Il maggiore lo fissò come se gli avesse appena dichiarato amore eterno – cosa che in realtà avrebbe benissimo potuto fare e non sarebbe comunque stata una bugia – e si avvicinò piano piano, trattenendo il respiro fino a che non sfiorò il bordo del letto. A quel punto, invece di sedersi e sotto agli occhi di un Simone stralunato, Manuel scomparve dalla sua vista, gettandosi con la rapidità di una fiera sotto al letto per poi tirarsi dietro una fetta significativa del suo lenzuolo verso terra.

«Ma che te sei rincoglionito?».

«C'è la monaca che me dà la caccia, Simò» borbottò da sotto il suo letto, lottando contro di lui che tentava di ritirarsi il lenzuolo addosso «Se me becca qua dentro me fa cacciare dall'ospedale».

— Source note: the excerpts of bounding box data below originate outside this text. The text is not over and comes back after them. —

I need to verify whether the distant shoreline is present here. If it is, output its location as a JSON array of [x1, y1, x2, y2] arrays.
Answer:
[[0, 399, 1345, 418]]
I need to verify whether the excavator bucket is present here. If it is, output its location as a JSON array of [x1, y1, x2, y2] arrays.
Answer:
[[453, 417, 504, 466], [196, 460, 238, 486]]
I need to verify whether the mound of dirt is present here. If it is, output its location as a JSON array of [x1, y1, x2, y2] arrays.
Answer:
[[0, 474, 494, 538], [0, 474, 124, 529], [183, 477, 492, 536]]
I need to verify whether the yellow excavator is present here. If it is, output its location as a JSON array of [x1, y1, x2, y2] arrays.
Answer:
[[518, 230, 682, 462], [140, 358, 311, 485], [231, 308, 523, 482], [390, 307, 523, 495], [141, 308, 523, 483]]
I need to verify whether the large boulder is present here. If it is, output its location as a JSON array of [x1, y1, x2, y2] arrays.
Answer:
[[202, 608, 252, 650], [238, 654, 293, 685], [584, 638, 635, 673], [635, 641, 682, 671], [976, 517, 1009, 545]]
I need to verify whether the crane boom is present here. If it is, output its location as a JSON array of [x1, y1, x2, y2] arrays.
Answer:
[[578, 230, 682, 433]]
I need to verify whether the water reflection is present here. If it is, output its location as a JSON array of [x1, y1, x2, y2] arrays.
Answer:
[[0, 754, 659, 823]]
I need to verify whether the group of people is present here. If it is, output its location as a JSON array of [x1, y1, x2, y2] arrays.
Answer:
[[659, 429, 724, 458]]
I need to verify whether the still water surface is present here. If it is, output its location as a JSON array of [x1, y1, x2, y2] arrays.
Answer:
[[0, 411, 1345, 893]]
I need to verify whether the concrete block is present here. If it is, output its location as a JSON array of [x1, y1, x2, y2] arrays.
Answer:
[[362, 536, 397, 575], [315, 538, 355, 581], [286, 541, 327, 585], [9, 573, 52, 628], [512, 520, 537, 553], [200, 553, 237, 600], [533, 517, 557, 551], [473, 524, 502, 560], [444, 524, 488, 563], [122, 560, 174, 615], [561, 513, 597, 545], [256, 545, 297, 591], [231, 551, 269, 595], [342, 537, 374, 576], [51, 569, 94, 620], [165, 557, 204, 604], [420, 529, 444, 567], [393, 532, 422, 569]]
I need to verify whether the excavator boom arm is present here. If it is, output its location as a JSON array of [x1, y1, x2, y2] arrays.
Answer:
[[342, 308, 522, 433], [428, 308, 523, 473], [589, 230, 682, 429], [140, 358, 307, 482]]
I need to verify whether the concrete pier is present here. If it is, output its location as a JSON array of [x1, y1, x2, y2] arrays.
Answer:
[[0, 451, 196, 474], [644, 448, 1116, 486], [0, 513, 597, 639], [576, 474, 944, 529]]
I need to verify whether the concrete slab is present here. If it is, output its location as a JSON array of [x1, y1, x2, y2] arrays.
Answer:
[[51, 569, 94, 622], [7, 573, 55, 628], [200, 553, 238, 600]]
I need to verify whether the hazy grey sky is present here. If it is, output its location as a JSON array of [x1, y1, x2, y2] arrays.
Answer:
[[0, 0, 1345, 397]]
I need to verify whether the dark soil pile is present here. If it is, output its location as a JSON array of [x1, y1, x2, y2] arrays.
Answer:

«Scusami ma…» incominciò ad articolare piano prima che un toc toc delicato lo interrompesse.

«Chiedo scusa se disturbo, ragazzo. Sono suor Stefania» gli comunicò la vecchia suora comparsa sull'uscio, vecchia e rugosa come se avesse avuto cent'anni, tanto che Simone era sicuro che in circostanze normali Matteo le avrebbe detto che o era parecchio in anticipo oppure parecchio in ritardo «Ma non è che hai visto passare per di qua un ragazzo grossomodo della tua età?» .

«Moro, ricciolino e con indosso una specie di felpa slavata?» domandò in risposta, sentendo Manuel rifilargli un cazzotto da sotto al materasso.

«Sì!» confermò la suora «Quindi lo hai visto?».

«Certo.» confermò mentre un altro piccolo cazzotto andava a pungolarlo «È passato di qui poco fa. Mi ha chiesto se potesse fare una chiamata con il mio telefono e poi è corso via subito dopo averla fatta.».

«E tu hai permesso a uno sconosciuto di fare una chiamata col tuo telefono?» domandò sospettosa.

«Come può vedere, sorella, non sono esattamente nella condizione di impedire a qualcuno di fare qualcosa per cui tanto valeva acconsentire e fidarsi» gli rispose rapidamente «Ma perché lo sta seguendo?».

«Perché si ostina a voler salire quassù anche quando non è orario di visita e sto facendo i salti mortali per tenerlo lontano fino allo scoccare dell'ora; ma mi è sfuggito per il tempo necessario a infilarsi nell'ascensore e sparire.».

«Se le può essere d'aiuto, l'ho visto correre lungo il corridoio che si vede dalla porta della mia stanza, per cui suppongo che sia andato da quella parte» comunicò alla suora, tentando di mantenere il controllo di sé onde impedire al macchinario a cui era agganciato di tradirlo aumentando i suoi bip-bip.